Property Taxes (PROPTX99) Topcode

I’ve been investigating property tax topcodes in the ACS IPUMS variable PROPTX99 and its source variables.

The IPUMS documentation says its maximum category value (69) reflects reported values higher than 10,000 USD in all years for which the variable is available. Moreover, the editing procedure says: “If the reported real estate taxes (PROPTX99) exceed the top code, the value will be replaced with the top code.”

The ACS PUMS documentation of the Census Bureau says that reported values are topcoded if they exceed a “top-code national minimum value”.

For every year, the Census Bureau publishes tables showing this minimum value (which varies between years and sometimes even between states) as well as the mean of all reported property taxes exceeding it. This description and data is also available on the ACS IPUMS page on TOP CODED AND BOTTOM CODED VALUES FOR ACS/PRCS SAMPLES BY STATE.

Given this information, I would like to clarify how the 10,000 USD topcode was implemented in the IPUMS ACS variable PROPTX99:

Does the editing procedure use the year (and state) specific minimum value? Or does it simply set values above 10,000 USD equal to 10,000 USD – irrespective of the year (and state)?

Thanks for your answer!

The variable PROPTX99 is top coded at $10,000 in all ACS samples. The page on top and bottom coded variables in the ACS states that “all base dollar amounts are top-coded using the state mean of all cases greater than or equal to the top-code state minimum value. The only exception to the top-code state minimum value is TAX which uses the top-code national minimum value.” TAX refers to the variables TAXP or TAXAMT, the names of the original ACS variables corresponding to the IPUMS USA variable PROPTX99. Looking through the tables on the linked page, you will see that the top code for PROPTX99 does not vary by state or year. I was not able to find any documentation from the Census suggesting that the top code varies.

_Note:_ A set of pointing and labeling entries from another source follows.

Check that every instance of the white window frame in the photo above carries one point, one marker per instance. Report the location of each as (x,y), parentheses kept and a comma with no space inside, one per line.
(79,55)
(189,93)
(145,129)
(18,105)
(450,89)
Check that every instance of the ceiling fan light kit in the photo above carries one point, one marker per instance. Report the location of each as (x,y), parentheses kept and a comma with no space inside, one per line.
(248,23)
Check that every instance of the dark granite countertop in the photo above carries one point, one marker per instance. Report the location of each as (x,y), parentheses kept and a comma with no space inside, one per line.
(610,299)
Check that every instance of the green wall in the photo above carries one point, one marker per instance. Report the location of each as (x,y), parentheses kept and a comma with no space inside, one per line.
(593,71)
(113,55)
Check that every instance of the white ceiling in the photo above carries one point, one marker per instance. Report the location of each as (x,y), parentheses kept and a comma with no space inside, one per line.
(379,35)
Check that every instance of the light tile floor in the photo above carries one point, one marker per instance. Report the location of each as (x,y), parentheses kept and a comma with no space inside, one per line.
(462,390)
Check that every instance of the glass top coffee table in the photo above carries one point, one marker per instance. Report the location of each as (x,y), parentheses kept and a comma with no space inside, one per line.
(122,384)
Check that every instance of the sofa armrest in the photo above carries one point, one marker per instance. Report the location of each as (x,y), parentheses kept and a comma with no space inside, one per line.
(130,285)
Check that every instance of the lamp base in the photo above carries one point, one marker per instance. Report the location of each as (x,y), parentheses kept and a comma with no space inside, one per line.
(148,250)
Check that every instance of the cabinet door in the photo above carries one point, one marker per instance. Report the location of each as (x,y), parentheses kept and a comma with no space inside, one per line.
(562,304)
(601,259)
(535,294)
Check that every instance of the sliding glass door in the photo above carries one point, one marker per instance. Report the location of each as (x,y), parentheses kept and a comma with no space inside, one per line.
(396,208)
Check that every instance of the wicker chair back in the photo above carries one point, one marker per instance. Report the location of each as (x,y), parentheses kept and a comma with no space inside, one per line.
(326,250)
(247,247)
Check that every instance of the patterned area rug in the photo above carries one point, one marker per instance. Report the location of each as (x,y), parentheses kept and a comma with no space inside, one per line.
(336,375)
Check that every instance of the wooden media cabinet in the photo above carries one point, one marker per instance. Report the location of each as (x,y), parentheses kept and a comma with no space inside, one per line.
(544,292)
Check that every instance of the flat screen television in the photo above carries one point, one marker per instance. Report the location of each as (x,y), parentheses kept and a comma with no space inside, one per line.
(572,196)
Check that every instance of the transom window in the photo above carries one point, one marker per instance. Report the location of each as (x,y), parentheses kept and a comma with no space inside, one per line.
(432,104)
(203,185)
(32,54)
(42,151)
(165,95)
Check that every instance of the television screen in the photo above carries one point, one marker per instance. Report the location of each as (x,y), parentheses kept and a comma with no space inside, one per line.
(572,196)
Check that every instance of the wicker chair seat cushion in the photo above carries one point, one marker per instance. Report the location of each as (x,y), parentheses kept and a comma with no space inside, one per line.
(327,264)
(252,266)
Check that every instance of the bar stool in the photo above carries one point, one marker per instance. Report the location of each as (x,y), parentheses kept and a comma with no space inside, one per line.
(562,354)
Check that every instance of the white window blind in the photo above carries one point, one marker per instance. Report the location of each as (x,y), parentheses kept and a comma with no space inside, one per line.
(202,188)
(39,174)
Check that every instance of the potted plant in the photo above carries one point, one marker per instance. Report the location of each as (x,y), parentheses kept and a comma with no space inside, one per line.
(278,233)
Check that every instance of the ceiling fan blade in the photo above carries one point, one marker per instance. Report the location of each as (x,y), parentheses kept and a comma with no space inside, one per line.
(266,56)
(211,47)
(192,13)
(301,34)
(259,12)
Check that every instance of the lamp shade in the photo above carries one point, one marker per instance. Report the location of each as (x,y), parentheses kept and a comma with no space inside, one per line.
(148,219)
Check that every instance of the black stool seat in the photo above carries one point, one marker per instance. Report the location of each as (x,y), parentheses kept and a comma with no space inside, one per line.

Please follow up with any additional questions or if you have a link to any information from the Census or IPUMS suggesting that the top code varies by year or state. Thank you.

Thanks for your reply!

Quick follow up:

The Census material I refer to is published on their ACS PUMS documentation website. Here for 2015. Navigate to “PUMS Top Coded and Bottom Coded Values”, download the linked file and open it with Acrobat. It contains a pdf and a csv file.

The csv file has variables called “taxtpct” and “taxp”.

The pdf has some documentation but it does not answer those two questions:

  1. How do the variables “taxtpct” and “taxp” compare to the uniform 10,000 USD topcode you mention? (They are always larger than 10,000USD and vary between states.)
  2. How do they relate to the correspondence between the 69 categories and the Dollar values which are listed in the description of PROPTX99? (Does 69 refer to a different Dollar value in different states?)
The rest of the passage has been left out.